17 Aralık 2007 - Herkes kızın başörtüsüne takılıp kaldı...
Abdurrahman Dilipak, Vakit Gazetesi’ndeki “2. Tevhide vakası mı?” başlıklı yazısında şunları ifade etti: “TÜBİTAK ödül töreninde, başörtülü bir kızın sahneye çıkmasının ardından kamplaşma ve tartışma başladı. Bakanın da katıldığı, öğrenciler arası bilimsel projelerin ödüllendirildiği bir tören. Kimse o kızın hangi başarısının ödüllendirildiğini sorgulamadı.. Herkes kızın başörtüsüne takılıp kaldı... Kız okulda başı açıkmış, sokakta örtüyormuş. Niye böyle yapıyor, “yasak” yüzünden. Onun tercihi örtünmeden yana demek ki. Okul dışı bir alanda başörtüsü ile ödülünü almak onun için, kendine gerici diyenlere karşı bir onur mücadelesi anlamı da taşıyor olabilir... Bana kalırsa bu işi bu noktaya getiren Hürriyet’in yayını ve buna karşı bakanının savunma refleksi ve buradan yola çıkarak olayı öfkeli protestolara yönelten yayınlar ve tepkiler.. Tepkinin adresi Hürriyet olması gerekirken, iş farklı mecralara çekildi. Hürriyet bir kuyuya bir taş attı, sonuçta o öğrenci, okul, öğretmen ve bakanlık bu işten zarar gördü.. Biz bu kadar kolay bu oyuna gelmemeli idik. Sayın bakan da bunu görmeli. Bu insanlar ağır ve kışkırtıcı baskı altında, annesinin hayatında, ablasının hayatında bu gerilimi yaşayan çocukların ruh burkuntularını iyi okumak gerek. Hürriyet bunu kaşıyor.. Bizim sabrımız karşısında, vicdanı körelmemiş beyaz Türkler bile artık bu zırvaya isyan ediyor..”

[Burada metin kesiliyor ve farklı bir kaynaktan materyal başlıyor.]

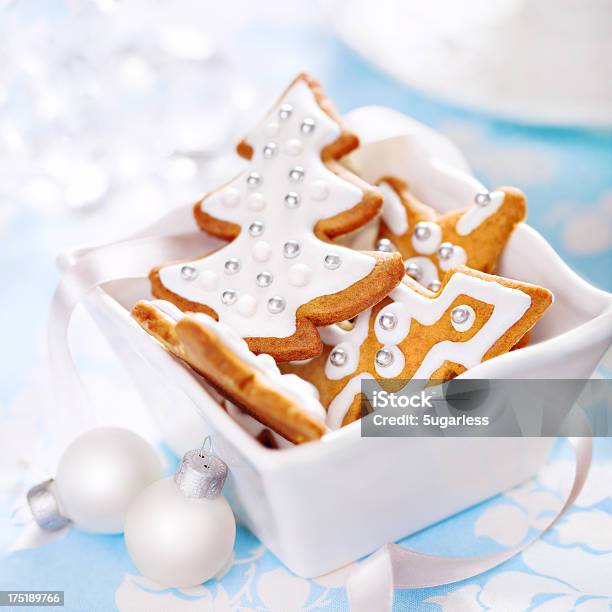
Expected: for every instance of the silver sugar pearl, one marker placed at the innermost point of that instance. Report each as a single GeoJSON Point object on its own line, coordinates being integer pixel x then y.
{"type": "Point", "coordinates": [387, 321]}
{"type": "Point", "coordinates": [232, 265]}
{"type": "Point", "coordinates": [292, 199]}
{"type": "Point", "coordinates": [422, 231]}
{"type": "Point", "coordinates": [264, 279]}
{"type": "Point", "coordinates": [307, 126]}
{"type": "Point", "coordinates": [276, 304]}
{"type": "Point", "coordinates": [384, 358]}
{"type": "Point", "coordinates": [460, 314]}
{"type": "Point", "coordinates": [338, 357]}
{"type": "Point", "coordinates": [445, 250]}
{"type": "Point", "coordinates": [253, 179]}
{"type": "Point", "coordinates": [256, 228]}
{"type": "Point", "coordinates": [229, 297]}
{"type": "Point", "coordinates": [296, 174]}
{"type": "Point", "coordinates": [285, 110]}
{"type": "Point", "coordinates": [270, 150]}
{"type": "Point", "coordinates": [385, 245]}
{"type": "Point", "coordinates": [482, 199]}
{"type": "Point", "coordinates": [414, 270]}
{"type": "Point", "coordinates": [332, 261]}
{"type": "Point", "coordinates": [291, 249]}
{"type": "Point", "coordinates": [189, 273]}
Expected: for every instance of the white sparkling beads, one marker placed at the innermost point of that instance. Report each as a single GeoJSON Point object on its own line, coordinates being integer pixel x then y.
{"type": "Point", "coordinates": [253, 180]}
{"type": "Point", "coordinates": [482, 199]}
{"type": "Point", "coordinates": [270, 150]}
{"type": "Point", "coordinates": [230, 197]}
{"type": "Point", "coordinates": [332, 261]}
{"type": "Point", "coordinates": [291, 249]}
{"type": "Point", "coordinates": [232, 266]}
{"type": "Point", "coordinates": [422, 231]}
{"type": "Point", "coordinates": [247, 306]}
{"type": "Point", "coordinates": [285, 110]}
{"type": "Point", "coordinates": [385, 245]}
{"type": "Point", "coordinates": [262, 251]}
{"type": "Point", "coordinates": [463, 317]}
{"type": "Point", "coordinates": [292, 199]}
{"type": "Point", "coordinates": [445, 251]}
{"type": "Point", "coordinates": [384, 358]}
{"type": "Point", "coordinates": [276, 304]}
{"type": "Point", "coordinates": [338, 357]}
{"type": "Point", "coordinates": [387, 321]}
{"type": "Point", "coordinates": [299, 275]}
{"type": "Point", "coordinates": [256, 228]}
{"type": "Point", "coordinates": [294, 147]}
{"type": "Point", "coordinates": [189, 273]}
{"type": "Point", "coordinates": [229, 297]}
{"type": "Point", "coordinates": [296, 174]}
{"type": "Point", "coordinates": [264, 279]}
{"type": "Point", "coordinates": [307, 126]}
{"type": "Point", "coordinates": [256, 202]}
{"type": "Point", "coordinates": [414, 270]}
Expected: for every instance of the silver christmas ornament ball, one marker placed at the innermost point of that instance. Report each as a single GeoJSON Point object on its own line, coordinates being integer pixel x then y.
{"type": "Point", "coordinates": [296, 174]}
{"type": "Point", "coordinates": [232, 266]}
{"type": "Point", "coordinates": [384, 358]}
{"type": "Point", "coordinates": [229, 297]}
{"type": "Point", "coordinates": [291, 249]}
{"type": "Point", "coordinates": [482, 199]}
{"type": "Point", "coordinates": [422, 231]}
{"type": "Point", "coordinates": [445, 251]}
{"type": "Point", "coordinates": [414, 270]}
{"type": "Point", "coordinates": [264, 279]}
{"type": "Point", "coordinates": [387, 321]}
{"type": "Point", "coordinates": [276, 304]}
{"type": "Point", "coordinates": [338, 357]}
{"type": "Point", "coordinates": [460, 314]}
{"type": "Point", "coordinates": [189, 273]}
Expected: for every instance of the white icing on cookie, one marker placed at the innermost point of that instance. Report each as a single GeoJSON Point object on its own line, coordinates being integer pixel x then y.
{"type": "Point", "coordinates": [509, 306]}
{"type": "Point", "coordinates": [261, 190]}
{"type": "Point", "coordinates": [428, 244]}
{"type": "Point", "coordinates": [457, 258]}
{"type": "Point", "coordinates": [393, 211]}
{"type": "Point", "coordinates": [477, 213]}
{"type": "Point", "coordinates": [347, 343]}
{"type": "Point", "coordinates": [429, 272]}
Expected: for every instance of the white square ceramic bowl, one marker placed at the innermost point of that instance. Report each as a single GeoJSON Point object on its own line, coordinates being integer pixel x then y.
{"type": "Point", "coordinates": [324, 504]}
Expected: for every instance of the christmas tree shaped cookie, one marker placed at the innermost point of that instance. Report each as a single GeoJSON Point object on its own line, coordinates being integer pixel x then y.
{"type": "Point", "coordinates": [280, 277]}
{"type": "Point", "coordinates": [433, 243]}
{"type": "Point", "coordinates": [416, 334]}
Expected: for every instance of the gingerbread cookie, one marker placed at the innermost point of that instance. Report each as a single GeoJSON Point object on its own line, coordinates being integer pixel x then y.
{"type": "Point", "coordinates": [279, 278]}
{"type": "Point", "coordinates": [419, 334]}
{"type": "Point", "coordinates": [285, 403]}
{"type": "Point", "coordinates": [433, 243]}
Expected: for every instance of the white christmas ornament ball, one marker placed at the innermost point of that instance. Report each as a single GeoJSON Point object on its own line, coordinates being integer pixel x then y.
{"type": "Point", "coordinates": [179, 541]}
{"type": "Point", "coordinates": [100, 474]}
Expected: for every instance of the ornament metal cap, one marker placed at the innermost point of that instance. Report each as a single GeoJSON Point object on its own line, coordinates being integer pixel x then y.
{"type": "Point", "coordinates": [201, 474]}
{"type": "Point", "coordinates": [45, 508]}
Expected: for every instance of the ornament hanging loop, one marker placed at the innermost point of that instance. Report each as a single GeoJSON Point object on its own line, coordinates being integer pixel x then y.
{"type": "Point", "coordinates": [206, 449]}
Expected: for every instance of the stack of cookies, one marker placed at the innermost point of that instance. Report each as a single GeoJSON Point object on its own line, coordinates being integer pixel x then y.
{"type": "Point", "coordinates": [286, 323]}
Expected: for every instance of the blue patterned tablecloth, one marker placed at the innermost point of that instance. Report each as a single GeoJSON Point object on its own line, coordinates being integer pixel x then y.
{"type": "Point", "coordinates": [567, 176]}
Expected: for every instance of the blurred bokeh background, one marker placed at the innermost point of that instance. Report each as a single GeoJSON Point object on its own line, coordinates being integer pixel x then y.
{"type": "Point", "coordinates": [112, 112]}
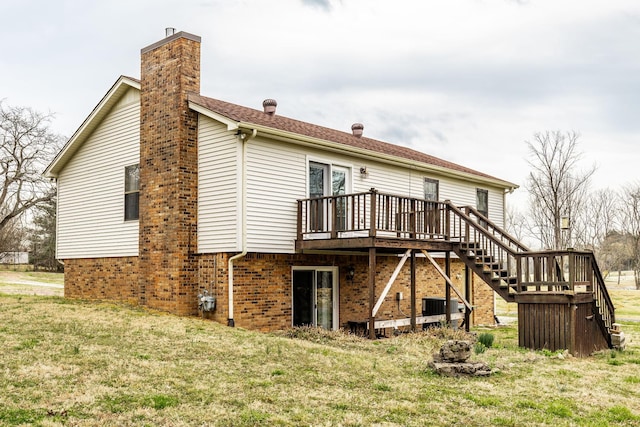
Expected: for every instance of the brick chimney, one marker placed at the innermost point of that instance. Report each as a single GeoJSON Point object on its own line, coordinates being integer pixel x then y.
{"type": "Point", "coordinates": [170, 69]}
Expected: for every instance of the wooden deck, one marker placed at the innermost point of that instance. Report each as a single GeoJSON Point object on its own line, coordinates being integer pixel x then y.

18 Aralık 2007 – Kızları 'tesettür' diye 'fahişe' görünümüne sokuyorlar
Mehmet Tezkan, Vatan’daki yazısında Şefkat Koleji’ndeki öğrencilerin başörtülü fotoğraflarının medyaya yansımasından sonra okul yönetiminin basın toplantısı düzenlemesi ve başörtülü öğrencilerin peruklu pozlarının çekilmesiyle ilgili şu yorumu yaptı: “TÜBİTAK ödül törenine türbanıyla çıkan kızın okulu. Meğer o okulda okuyan liseli kızların tamamı türbanlıymış! Zaten okul türbanlı eğitim için açılmış… Okulun kurucusu basın toplantısı düzenledi.. Attı tuttu, türban yok, peruk yok dedi.. İftira dedi. Komplo dedi. Bunları söyleyen okulun kurucusu kim biliyor musunuz? Eski Adalet Bakanı Müftüoğlu. Bizi kimler yönetmiş! Dün Şefkat Kolejinde türbanlı öğrenci yoktu ama kız öğrencilerin hepsi perukluydu. Ne olur, şu kızların okulda çekilen fotoğraflarına bakın. O saçlara bakın. Üçüncü sınıf şarkıcı.. Beşinci sınıf manken gibi değiller mi? Bele kadar uzanan san saçlar.. Sanki beş dakika sonra sahneye fırlayacaklar! Tesettür dediğiniz bu mu? O fotoğraflara bir kez daha bakın.. Lise çağındaki kızların kendileri gibi görünmelerini günah sayanlar, peruk takarak ucuz hayat kadınları gibi görüntü vermelerine ise dinin gereği diyorlar. Bu nasıl kafadır! Bu nasıl anlayıştır.”